O matador de aluguel Ronnie Lessa já estava preso por envolvimento no assassinato da vereadora Marielle Franco quando um aspirante a delator bateu às portas do Ministério Público do Rio de Janeiro com a proposta de escrutinar o submundo do crime no estado. Recebido pelas promotoras Simone Sibilio e Letícia Emile, que na época integravam a força-tarefa do caso Marielle, o delator prestava depoimentos que poderiam levá-lo a usufruir de potenciais benefícios judiciais quando mencionou o nome de Rogério de Andrade.
Patrono da escola de samba Mocidade Independente de Padre Miguel e sobrinho do lendário Castor de Andrade, Rogério é o bicheiro mais temido do Rio e apontado pelo MP como responsável por homicídios, corrupção, lavagem de dinheiro e exploração ilegal de máquinas caça-níquel. O delator não deu maiores detalhes, mas afirmou que o contraventor estava envolvido na morte da vereadora.
Como se sabe, Ronnie Lessa confessou ter sido o autor dos disparos que mataram a parlamentar e o motorista dela, Anderson Gomes, em março de 2018, e apontou o deputado federal Chiquinho Brazão (União Brasil-RJ) e o conselheiro do Tribunal de Contas do Estado Domingos Brazão como mandantes do homicídio.
Já era de conhecimento de investigadores do Rio que Lessa e Rogério de Andrade eram parceiros em negócios criminosos e, conforme revelou O Globo, o acordo de colaboração do ex-policial militar tem anexos sobre a atuação do contraventor. Aquele caso, no entanto, provocou desdobramentos pouco usuais.
Delação mencionou Rogério de Andrade no caso Marielle
Com o avanço das negociações com o homem que havia prometido uma radiografia criminal do Rio, a delação foi oficializada pelo Ministério Público, mas tanto nos anexos quanto na redução a termo das revelações do criminoso confesso, o nome de Rogério de Andrade simplesmente desapareceu. A interlocutores, as duas promotoras alegaram que não havia elementos de corroboração para manter a acusação contra o bicheiro e decidiram descartar a menção a ele no acordo. Encerrado o assunto, o caso ficou adormecido.
Guardada em um gabinete do Ministério Público estadual, a íntegra dos depoimentos do colaborador, gravada em áudio, foi descoberta quando um novo time escalado para tentar desvendar o assassinato de Marielle assumiu os trabalhos. Estava instalada uma verdadeira guerra de bastidores do MP.

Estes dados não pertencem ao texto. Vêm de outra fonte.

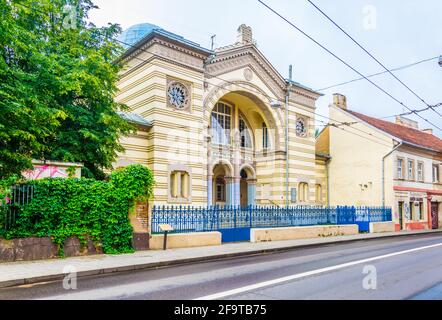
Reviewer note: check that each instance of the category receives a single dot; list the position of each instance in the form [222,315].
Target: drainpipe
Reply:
[383,171]
[287,144]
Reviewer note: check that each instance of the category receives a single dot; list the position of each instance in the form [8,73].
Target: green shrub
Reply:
[85,208]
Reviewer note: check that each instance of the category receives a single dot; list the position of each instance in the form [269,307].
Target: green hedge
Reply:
[87,209]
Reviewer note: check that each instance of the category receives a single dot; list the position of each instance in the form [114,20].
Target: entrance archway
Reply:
[221,184]
[247,186]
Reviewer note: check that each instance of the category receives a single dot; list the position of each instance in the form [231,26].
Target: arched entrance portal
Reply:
[247,186]
[242,132]
[221,184]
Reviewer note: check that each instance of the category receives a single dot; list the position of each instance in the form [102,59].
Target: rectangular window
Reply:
[179,182]
[410,169]
[435,173]
[265,136]
[400,168]
[420,171]
[221,124]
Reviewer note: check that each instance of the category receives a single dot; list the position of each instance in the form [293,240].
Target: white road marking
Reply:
[260,285]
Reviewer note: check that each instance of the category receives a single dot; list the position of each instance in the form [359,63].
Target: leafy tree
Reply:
[57,82]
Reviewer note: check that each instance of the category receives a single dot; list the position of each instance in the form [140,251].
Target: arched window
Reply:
[303,192]
[318,193]
[265,136]
[246,140]
[179,185]
[221,123]
[220,189]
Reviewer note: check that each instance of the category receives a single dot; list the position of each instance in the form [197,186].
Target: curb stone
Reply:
[177,262]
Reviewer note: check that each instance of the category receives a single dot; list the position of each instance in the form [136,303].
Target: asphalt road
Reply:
[394,268]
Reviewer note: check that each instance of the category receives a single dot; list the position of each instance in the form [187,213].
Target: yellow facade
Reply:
[363,168]
[218,121]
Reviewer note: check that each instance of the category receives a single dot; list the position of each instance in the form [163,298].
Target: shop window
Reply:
[420,171]
[436,173]
[410,168]
[400,168]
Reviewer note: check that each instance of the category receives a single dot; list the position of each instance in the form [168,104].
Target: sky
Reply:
[396,32]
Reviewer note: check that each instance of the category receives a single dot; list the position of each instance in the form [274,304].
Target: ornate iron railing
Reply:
[212,218]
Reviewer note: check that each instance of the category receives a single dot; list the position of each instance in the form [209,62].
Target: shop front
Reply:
[417,209]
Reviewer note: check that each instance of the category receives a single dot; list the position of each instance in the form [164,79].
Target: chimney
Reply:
[340,101]
[245,34]
[407,122]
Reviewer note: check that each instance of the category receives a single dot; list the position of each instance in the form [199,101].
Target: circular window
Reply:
[178,95]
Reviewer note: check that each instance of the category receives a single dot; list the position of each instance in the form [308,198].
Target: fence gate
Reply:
[234,224]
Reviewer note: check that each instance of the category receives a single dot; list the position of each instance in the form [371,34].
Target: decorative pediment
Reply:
[249,58]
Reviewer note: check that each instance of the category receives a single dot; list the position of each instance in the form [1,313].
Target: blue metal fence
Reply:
[229,219]
[20,195]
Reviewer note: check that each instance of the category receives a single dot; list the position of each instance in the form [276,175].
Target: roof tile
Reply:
[410,135]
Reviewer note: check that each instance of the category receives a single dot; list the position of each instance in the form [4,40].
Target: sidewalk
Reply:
[21,273]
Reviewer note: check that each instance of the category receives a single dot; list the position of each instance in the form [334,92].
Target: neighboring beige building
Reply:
[375,162]
[212,123]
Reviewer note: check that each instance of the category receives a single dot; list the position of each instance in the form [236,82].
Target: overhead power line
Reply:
[378,74]
[373,57]
[335,122]
[346,63]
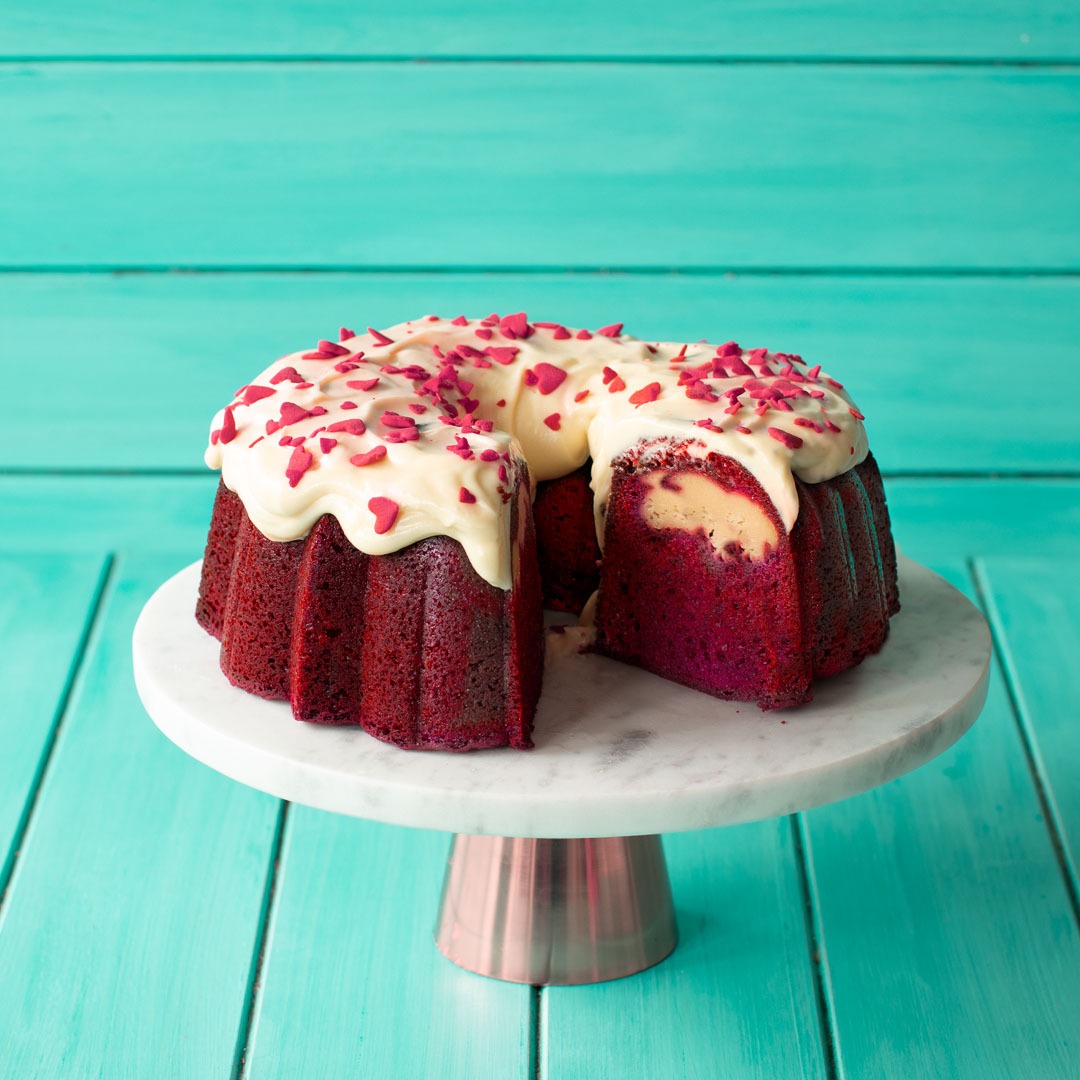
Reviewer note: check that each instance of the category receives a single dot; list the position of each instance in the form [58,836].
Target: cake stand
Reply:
[557,875]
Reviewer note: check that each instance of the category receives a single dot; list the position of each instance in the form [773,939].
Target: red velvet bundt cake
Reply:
[376,555]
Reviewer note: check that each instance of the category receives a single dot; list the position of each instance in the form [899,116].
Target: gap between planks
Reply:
[526,271]
[267,913]
[1057,63]
[85,645]
[815,946]
[1042,790]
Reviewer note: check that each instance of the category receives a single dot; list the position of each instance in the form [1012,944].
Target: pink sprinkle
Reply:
[368,457]
[253,394]
[363,383]
[349,427]
[298,464]
[549,377]
[649,393]
[228,427]
[502,354]
[386,513]
[792,442]
[515,326]
[286,373]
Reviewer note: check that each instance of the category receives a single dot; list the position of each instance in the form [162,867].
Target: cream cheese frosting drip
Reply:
[424,429]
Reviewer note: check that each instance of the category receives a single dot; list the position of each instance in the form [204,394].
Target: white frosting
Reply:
[285,491]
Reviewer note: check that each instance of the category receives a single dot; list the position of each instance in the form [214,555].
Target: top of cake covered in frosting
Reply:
[419,430]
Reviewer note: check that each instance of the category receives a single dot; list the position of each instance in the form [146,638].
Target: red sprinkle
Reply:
[386,513]
[792,442]
[368,457]
[298,464]
[228,427]
[649,393]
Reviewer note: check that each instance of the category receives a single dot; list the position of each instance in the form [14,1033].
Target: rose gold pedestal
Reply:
[554,913]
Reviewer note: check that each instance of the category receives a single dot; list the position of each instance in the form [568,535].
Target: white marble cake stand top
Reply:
[619,752]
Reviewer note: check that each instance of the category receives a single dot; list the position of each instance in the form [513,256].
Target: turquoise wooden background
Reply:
[187,190]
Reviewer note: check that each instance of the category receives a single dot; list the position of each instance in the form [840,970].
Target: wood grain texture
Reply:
[167,350]
[736,999]
[129,930]
[352,983]
[1033,603]
[691,28]
[539,165]
[950,945]
[45,606]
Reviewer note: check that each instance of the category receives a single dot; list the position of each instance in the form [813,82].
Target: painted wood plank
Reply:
[540,165]
[433,28]
[45,606]
[936,521]
[75,513]
[949,943]
[130,928]
[904,346]
[737,997]
[352,983]
[1034,604]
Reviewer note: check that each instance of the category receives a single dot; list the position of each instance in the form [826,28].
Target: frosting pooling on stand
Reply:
[424,429]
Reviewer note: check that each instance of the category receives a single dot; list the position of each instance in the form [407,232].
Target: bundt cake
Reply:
[396,509]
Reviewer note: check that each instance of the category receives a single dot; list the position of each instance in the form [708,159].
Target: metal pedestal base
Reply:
[554,913]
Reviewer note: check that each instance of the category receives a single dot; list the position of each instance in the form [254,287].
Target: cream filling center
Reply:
[737,526]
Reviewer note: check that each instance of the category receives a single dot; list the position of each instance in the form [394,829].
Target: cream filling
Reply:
[736,525]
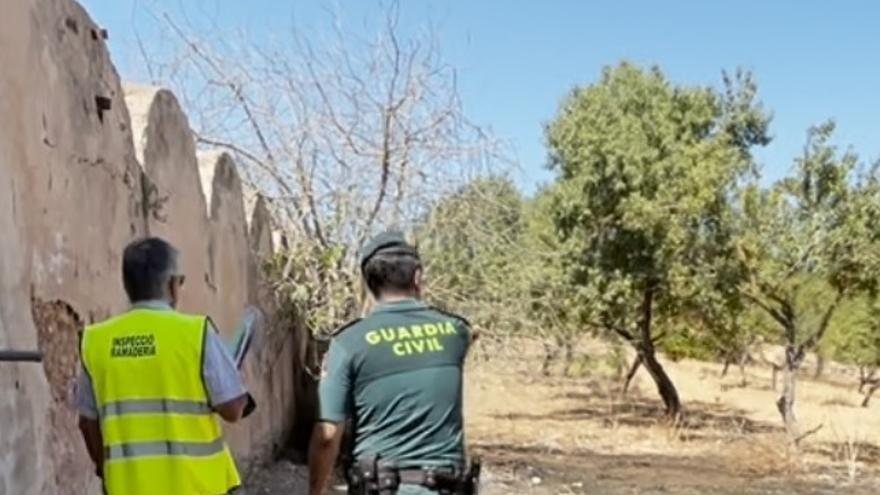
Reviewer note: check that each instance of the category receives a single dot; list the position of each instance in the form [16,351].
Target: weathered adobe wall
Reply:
[79,178]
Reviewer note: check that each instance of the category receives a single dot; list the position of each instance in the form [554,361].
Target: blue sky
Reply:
[516,59]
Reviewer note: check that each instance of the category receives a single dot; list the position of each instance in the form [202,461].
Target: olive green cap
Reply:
[391,241]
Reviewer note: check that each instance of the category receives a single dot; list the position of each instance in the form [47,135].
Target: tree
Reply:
[344,135]
[471,241]
[815,226]
[645,169]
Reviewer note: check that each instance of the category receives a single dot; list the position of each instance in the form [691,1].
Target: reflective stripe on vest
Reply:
[160,434]
[154,406]
[143,449]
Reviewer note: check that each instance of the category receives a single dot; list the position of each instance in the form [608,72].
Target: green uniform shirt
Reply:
[398,375]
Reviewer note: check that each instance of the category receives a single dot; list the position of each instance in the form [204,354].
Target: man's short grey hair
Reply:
[147,267]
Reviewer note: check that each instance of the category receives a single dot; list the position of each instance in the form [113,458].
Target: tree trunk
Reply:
[725,367]
[873,388]
[631,373]
[775,374]
[785,404]
[820,367]
[568,356]
[549,355]
[665,387]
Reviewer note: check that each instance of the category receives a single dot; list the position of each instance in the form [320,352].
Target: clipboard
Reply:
[242,341]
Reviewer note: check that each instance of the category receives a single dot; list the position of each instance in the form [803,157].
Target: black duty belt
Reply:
[370,476]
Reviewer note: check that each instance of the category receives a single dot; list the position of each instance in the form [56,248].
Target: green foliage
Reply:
[471,244]
[807,243]
[316,284]
[645,171]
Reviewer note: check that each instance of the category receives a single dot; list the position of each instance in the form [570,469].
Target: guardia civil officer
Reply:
[152,385]
[397,376]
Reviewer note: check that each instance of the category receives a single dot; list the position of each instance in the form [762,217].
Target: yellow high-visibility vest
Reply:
[160,434]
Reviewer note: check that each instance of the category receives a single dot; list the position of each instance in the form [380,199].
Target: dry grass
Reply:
[731,432]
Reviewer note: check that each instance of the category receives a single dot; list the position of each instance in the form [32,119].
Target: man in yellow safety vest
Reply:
[152,384]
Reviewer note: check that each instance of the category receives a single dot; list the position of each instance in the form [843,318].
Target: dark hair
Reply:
[385,272]
[147,267]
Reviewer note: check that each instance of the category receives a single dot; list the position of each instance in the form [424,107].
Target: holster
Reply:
[371,476]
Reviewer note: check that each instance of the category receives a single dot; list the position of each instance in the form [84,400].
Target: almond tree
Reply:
[645,169]
[818,224]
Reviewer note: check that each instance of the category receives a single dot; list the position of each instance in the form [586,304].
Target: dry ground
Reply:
[578,435]
[571,435]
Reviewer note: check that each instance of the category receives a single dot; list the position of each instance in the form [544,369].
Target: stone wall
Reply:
[86,166]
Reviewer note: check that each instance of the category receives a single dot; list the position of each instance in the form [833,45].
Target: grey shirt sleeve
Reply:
[222,378]
[84,396]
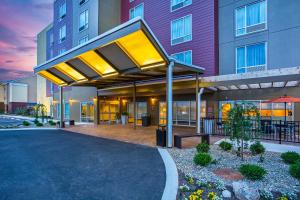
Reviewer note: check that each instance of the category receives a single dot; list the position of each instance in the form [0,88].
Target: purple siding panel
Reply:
[57,24]
[158,15]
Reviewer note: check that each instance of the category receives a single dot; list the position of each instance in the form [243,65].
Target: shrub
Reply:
[39,124]
[202,159]
[52,123]
[295,170]
[226,146]
[290,157]
[26,123]
[257,148]
[203,147]
[266,195]
[252,172]
[36,121]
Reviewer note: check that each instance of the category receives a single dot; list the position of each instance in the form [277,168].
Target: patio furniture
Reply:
[178,139]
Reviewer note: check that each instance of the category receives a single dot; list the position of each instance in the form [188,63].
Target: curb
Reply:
[27,129]
[171,187]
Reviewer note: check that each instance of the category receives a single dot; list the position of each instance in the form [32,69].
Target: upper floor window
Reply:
[81,2]
[62,33]
[251,58]
[177,4]
[51,39]
[84,40]
[137,11]
[181,30]
[184,57]
[61,51]
[251,18]
[84,20]
[62,10]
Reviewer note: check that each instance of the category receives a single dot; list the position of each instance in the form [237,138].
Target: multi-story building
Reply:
[243,46]
[259,37]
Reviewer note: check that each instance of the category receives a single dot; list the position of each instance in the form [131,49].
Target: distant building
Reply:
[18,94]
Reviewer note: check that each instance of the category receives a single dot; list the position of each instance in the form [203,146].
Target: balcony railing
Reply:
[275,130]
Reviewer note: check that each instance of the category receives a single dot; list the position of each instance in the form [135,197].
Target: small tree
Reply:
[242,124]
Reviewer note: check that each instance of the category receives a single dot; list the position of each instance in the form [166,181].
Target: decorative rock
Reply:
[243,192]
[228,174]
[226,194]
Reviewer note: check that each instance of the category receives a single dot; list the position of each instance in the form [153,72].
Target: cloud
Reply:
[12,74]
[45,6]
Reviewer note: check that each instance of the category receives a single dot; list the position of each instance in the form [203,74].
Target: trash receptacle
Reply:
[63,125]
[161,136]
[208,126]
[146,120]
[72,122]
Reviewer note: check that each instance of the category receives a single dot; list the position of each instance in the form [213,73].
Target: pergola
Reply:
[127,54]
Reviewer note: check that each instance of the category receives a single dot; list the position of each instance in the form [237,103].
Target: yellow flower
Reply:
[199,192]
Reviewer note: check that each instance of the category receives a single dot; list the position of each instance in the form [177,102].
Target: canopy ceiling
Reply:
[127,53]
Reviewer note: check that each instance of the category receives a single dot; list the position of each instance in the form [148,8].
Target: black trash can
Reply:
[146,120]
[161,136]
[72,122]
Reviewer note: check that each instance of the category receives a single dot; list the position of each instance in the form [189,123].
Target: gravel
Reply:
[277,179]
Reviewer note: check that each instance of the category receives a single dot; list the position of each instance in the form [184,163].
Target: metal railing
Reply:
[275,130]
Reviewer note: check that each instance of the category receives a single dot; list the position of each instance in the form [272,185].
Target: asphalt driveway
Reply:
[56,164]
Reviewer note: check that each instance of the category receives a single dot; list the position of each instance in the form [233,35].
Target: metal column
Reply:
[169,96]
[61,99]
[134,105]
[198,111]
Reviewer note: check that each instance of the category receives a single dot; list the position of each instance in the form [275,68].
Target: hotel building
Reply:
[248,48]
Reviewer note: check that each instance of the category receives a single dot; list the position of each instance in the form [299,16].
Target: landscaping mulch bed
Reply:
[225,167]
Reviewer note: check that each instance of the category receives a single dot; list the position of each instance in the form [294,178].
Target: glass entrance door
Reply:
[141,110]
[87,112]
[108,111]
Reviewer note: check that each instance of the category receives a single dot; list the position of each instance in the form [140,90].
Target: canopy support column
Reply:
[61,99]
[97,110]
[198,107]
[134,105]
[169,96]
[199,96]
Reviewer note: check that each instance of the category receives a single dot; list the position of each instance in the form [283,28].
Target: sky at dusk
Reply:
[20,22]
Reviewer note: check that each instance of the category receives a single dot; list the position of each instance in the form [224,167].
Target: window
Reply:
[184,57]
[61,51]
[84,20]
[51,53]
[84,40]
[137,11]
[251,58]
[62,10]
[251,18]
[62,33]
[177,4]
[81,2]
[181,30]
[67,111]
[51,39]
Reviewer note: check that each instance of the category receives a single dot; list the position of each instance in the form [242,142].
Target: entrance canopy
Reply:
[128,53]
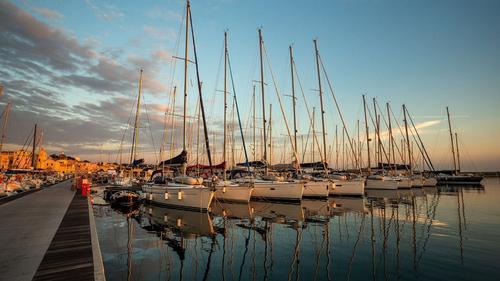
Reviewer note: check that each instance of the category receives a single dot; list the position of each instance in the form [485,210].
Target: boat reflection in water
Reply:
[389,233]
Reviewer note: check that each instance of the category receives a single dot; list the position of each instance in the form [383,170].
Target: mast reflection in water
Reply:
[443,233]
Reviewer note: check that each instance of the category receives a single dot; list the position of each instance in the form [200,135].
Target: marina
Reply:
[261,140]
[410,234]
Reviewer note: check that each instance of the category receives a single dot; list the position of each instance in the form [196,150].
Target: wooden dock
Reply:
[69,256]
[49,235]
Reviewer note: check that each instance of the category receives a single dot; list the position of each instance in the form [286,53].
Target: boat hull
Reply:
[231,192]
[179,196]
[429,182]
[405,183]
[317,189]
[451,180]
[381,184]
[279,191]
[348,188]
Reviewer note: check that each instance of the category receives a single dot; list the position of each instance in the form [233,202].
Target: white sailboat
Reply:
[268,186]
[182,191]
[225,189]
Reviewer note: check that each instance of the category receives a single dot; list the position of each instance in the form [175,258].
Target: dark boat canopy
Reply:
[176,161]
[206,167]
[255,164]
[390,166]
[314,165]
[137,162]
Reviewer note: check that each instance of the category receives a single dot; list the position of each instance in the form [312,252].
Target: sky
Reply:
[72,67]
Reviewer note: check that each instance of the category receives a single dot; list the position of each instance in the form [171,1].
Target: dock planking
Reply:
[69,256]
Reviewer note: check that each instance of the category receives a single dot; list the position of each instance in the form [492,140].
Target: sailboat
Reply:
[376,181]
[225,189]
[314,187]
[183,191]
[456,177]
[269,186]
[340,184]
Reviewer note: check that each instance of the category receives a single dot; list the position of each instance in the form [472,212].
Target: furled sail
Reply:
[176,161]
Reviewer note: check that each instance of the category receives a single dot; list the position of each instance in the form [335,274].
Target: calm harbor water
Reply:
[443,233]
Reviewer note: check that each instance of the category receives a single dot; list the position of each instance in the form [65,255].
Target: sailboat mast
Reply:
[33,157]
[367,135]
[4,126]
[294,101]
[320,99]
[458,153]
[186,54]
[377,130]
[225,106]
[270,134]
[336,148]
[264,157]
[391,138]
[314,134]
[172,119]
[407,140]
[135,138]
[202,108]
[451,138]
[254,140]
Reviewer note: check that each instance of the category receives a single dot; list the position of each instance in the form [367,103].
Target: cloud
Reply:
[159,32]
[105,12]
[81,96]
[47,13]
[164,14]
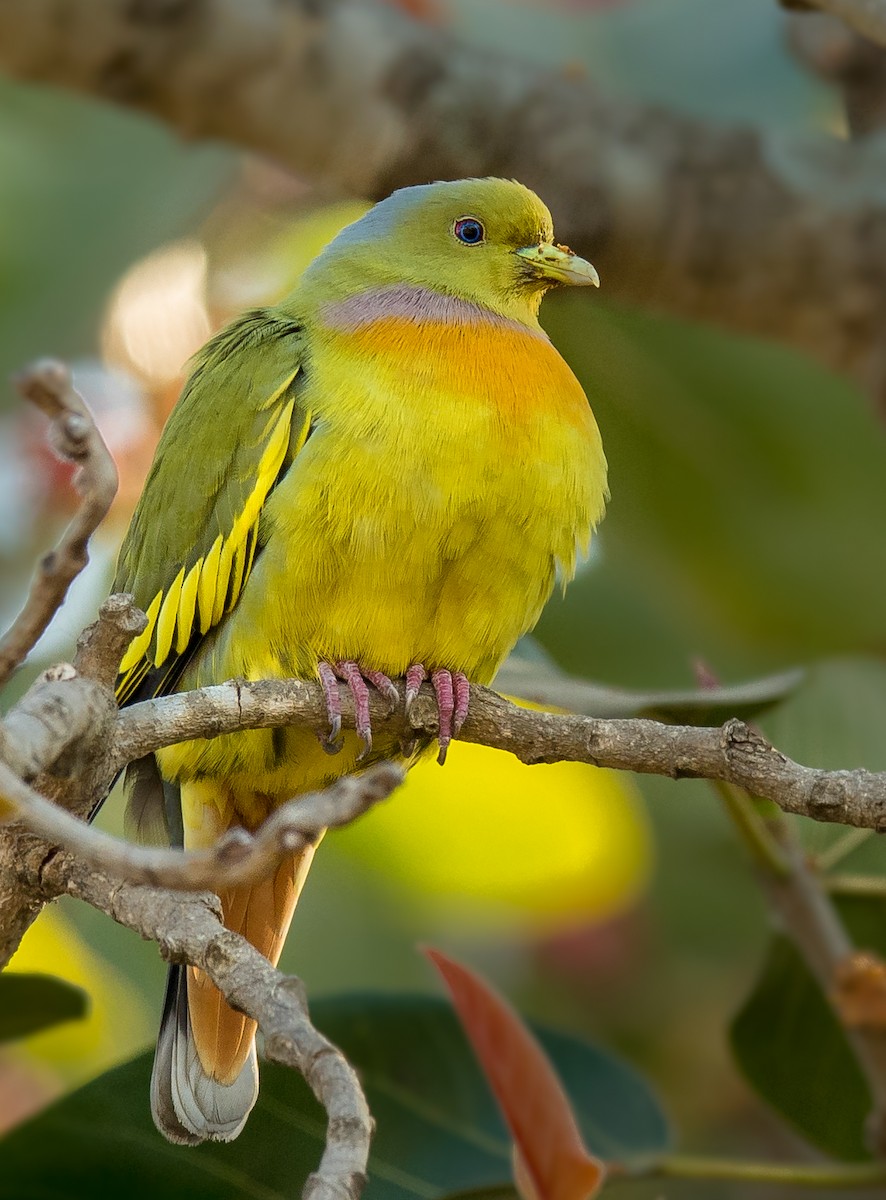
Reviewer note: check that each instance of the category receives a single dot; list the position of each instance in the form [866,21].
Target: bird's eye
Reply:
[470,231]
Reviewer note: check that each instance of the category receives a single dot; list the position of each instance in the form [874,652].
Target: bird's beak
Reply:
[560,264]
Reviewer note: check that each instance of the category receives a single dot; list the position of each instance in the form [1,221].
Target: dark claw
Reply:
[462,701]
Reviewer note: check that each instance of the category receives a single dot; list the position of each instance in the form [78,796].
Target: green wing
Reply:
[192,540]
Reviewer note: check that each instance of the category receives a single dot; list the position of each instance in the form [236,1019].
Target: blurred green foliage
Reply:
[744,529]
[30,1003]
[438,1129]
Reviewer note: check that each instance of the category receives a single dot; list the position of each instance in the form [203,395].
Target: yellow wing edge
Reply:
[203,592]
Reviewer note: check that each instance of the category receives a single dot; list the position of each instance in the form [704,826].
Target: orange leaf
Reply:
[551,1162]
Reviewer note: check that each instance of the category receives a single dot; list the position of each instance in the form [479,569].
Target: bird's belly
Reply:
[405,533]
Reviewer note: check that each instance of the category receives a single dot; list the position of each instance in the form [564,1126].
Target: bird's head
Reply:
[485,240]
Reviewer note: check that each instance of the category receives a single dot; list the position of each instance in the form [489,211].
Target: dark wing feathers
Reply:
[191,544]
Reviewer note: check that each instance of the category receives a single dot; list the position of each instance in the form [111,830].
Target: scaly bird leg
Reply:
[357,678]
[453,693]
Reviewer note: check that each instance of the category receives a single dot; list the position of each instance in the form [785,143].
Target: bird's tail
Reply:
[205,1075]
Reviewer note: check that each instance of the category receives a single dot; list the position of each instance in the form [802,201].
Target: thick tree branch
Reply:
[73,437]
[189,929]
[782,239]
[732,753]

A briga entre membros do Ministério Público
A equipe do promotor Bruno Gangoni entrou com duas representações – uma criminal e uma disciplinar – contra Simone Sibilio e Letícia Emile por supostamente terem ignorado a citação a Rogério de Andrade naquela delação. Os casos terminaram arquivados sob o argumento de que as duas tinham autonomia para decidir o que era relevante e o que não era em determinada investigação. Tempos depois, as promotoras pediram a rescisão da delação, naquele momento já homologada pela justiça, para sanear parte das provas colhidas no processo.
Fontes do MP atribuem a atitude do promotor que assumiu o caso Marielle a uma espécie de seguro para protegê-lo na hipótese de, no futuro, se descobrir que Rogério de Andrade de fato tinha envolvimento no crime e ele não acabar acusado de blindar o bicheiro.
Em maio de 2022, já com a apuração do homicídio sob o comando de Bruno Gangoni, o MP admitiu pela primeira vez que uma das linhas de investigação para desvendar o crime passava pelo nome do sobrinho de Castor de Andrade. “Há várias linhas sendo investigadas. Essa [de envolvimento de Rogério de Andrade] é uma delas”, disse na ocasião o promotor do Grupo de Atuação Especial no Combate ao Crime Organizado (Gaeco) Diogo Erthal.
Já com as duas representações arquivadas, Simone Sibilio e Letícia Emile viraram o jogo e procuraram o Conselho Nacional do Ministério Público (CNMP), em Brasília, para pedir que o colegiado apurasse a conduta da equipe de Gangoni que, mesmo por linhas tortas, havia acusado as duas de ter motivos pouco republicanos ao retirar o nome de Rogério de Andrade da delação. O promotor deixou o caso tempos depois. No apagar das luzes de 2023, o então corregedor Oswaldo d’Albuquerque propôs transformar a acusação em um procedimento administrativo disciplinar (PAD) sigiloso contra Gangoni e outros sete membros do MP fluminense.